Ela chamou Marcelo, e explicou alguma coisa, na verdade, ela nos colocou educadamente pra fora, disse que teria uma "limpeza" agora, só para as pessoas da casa, e que outro dia, amanhã, ela viria novamente, e para chegarmos cedo, que rolaria um "mela-cueca", uma dança, uma festinha. Mas que hoje, já era algo marcado, a tal da limpeza.
Então ta, Marcelo se despediu dela com um abraço e dois beijos no rosto, ela parecia gostar muito dele, mandou um monte de santo acompanha-lo.
-Vamos pessoal!_Marcelo disse.
Angelica e eu demos tchau de longe, ahhhh, pra quê bicho? A Maria Rosa pirou!
-Venha me dar um abraço, sua cachorra! Vai embora assim sem falar comigo é sinhá puta?
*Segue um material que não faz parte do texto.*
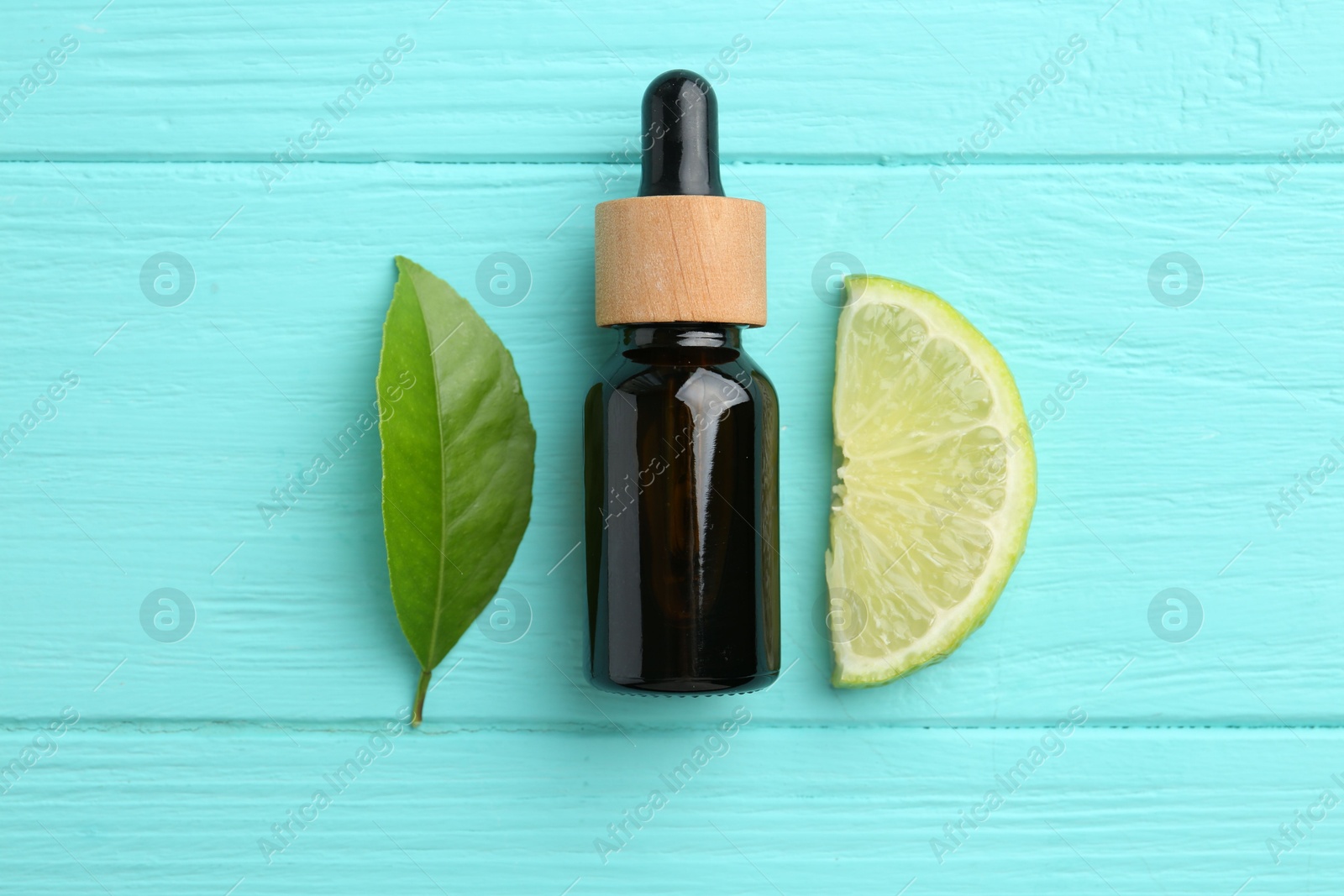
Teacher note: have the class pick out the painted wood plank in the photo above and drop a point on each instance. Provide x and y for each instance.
(765, 810)
(1155, 474)
(523, 80)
(Angelica dar um abraço na Maria Rosa e escuta conselhos para abrir as pernas sempre que nescessário, fodche, fodche, fodche.)
Minha vez.
Um abraço apertado. Toda a afetividade veio dela.
-E tu fio? Tu ainda vai fodcher hoje?
-Errr... Não.
-Por que não?
-Porque não.
-Tu fodche com ieu?
-Não.
-Por que não? Tu não gostou de ieu?
-Errr... Gostei, mas... (Sorrisinho amarelo)
-Tu gosta de buceta?
(Amarelo manga foi minha cor nessa hora, todo mundo me olhando e eu todo sem graça.)
-Gosto.
-Buceta é bom fio, come memo, eu tenho! Tu num quer não? Num fodche com a paciência dos outchos não, é pra fodcher memo. Hahahahaha!
-Ta.
-Viu? Tchau.
Eu tava tão nervoso e sem graça, que quem é timido sabe, que todo timido tem um quê de ousadia, e a ousadia nessas horas é tão descabida e efêmera que você nem pensa.
-Errr... A senhora tem um careta aí?
-O quê?
-Cigarros.
-Não! Aqui não é buatchee! Ta pensando o quê hein? Não vou lhe dar não!
-Ahta, brigado. A senhora é muito gentil.
E assim dei as costas e fui-me embora, sem olhar pra trás e sair com a garagalhada daquela mulher misteriosa ecoando nos meus ouvidos, e certamente com os risinhos dos caras de hells daquela sala embalada por caras tristes, uísques, cigarros e baladinhas bregas.
Saí numa chuva fina que resfria, sem mais nem por que, o meu olfato ficou apurado, e parecia que eu podia sentir todos os odores do mundo.
Enxofre, carniça e sabão em pó, cada um em seu momento, cada qual em uma rua diferente.
Passei por duas encruzilhadas, cheguei em casa, tirei toda minha roupa e mais parecia que eu estava tirando um fardo, ou uma pesada armadura romana.
Energia pesada ou chuva fina que resfria?
E viva as opções!
Em tempos de cão botar, fecha os olhos que tu encontra.